Kini nama M. Tio Aliansyah dan Teguh Wibowo kembali disebut. Yakni oleh saksi Saifuddin, sopir mantan anggota DPRD Lampung Midi Iswanto. Dimana saksi juga mengaku mengantarkan Rp1 miliar atas perintah Midi Iswanto untuk anggota M. Tio Aliansyah. Pernyataan itu terungkap saat Saifuddin menjadi saksi sidang suap dan gratifikasi eks Bupati Lamteng Mustafa di PN Tanjungkarang, Kamis (22/4).

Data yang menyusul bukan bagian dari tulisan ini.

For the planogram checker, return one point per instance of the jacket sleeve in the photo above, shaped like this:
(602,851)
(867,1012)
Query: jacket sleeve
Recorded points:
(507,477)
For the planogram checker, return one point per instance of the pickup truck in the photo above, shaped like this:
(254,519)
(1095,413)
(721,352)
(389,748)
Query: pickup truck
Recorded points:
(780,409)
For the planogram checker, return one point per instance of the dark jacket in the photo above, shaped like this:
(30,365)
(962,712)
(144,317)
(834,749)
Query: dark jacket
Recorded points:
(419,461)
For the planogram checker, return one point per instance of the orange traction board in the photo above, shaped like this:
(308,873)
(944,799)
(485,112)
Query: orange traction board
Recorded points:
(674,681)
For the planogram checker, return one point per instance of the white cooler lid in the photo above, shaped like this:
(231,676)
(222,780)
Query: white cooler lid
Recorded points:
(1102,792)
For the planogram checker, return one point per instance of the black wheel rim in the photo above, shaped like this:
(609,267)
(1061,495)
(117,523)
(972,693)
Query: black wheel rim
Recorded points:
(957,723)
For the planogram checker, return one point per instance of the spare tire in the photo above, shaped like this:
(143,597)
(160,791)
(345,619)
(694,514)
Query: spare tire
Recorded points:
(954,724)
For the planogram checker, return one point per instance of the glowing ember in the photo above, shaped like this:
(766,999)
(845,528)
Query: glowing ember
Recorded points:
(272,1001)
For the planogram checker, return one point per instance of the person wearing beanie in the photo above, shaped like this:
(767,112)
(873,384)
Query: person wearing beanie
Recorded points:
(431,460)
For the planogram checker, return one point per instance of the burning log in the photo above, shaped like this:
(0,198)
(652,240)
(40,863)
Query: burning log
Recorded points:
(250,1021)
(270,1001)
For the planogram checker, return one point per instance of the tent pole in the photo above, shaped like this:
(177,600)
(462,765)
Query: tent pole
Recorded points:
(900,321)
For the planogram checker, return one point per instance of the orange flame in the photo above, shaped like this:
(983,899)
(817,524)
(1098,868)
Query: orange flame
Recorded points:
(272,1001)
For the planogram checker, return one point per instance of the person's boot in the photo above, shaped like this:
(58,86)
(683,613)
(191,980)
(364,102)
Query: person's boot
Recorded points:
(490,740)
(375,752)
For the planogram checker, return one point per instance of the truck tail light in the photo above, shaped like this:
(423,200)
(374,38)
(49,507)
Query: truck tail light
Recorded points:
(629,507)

Menurut JPU KPK Taufiq Ibnugroho pernyataan Saifuddin tercatat di Berita Acara Perkara (BAP).
“Uang yang Rp1 Miliar ada diserahkan ke M. Tio Aliansyah, anggota KPU uangnya diserahkan lewat Teguh Wibowo, Ketua KNPI (Komite Nasional Pemuda Indonesia) Lampung,” kata Taufiq.
Sebelumnya, Saifuddin mengakui diperintah Midi Iswanto mengantar Rp1 Miliar ke Jakarta untuk Wakil Gubernur Chusnunia Chalim alias Nunik dengan kode untuk Kanjeng Ratu.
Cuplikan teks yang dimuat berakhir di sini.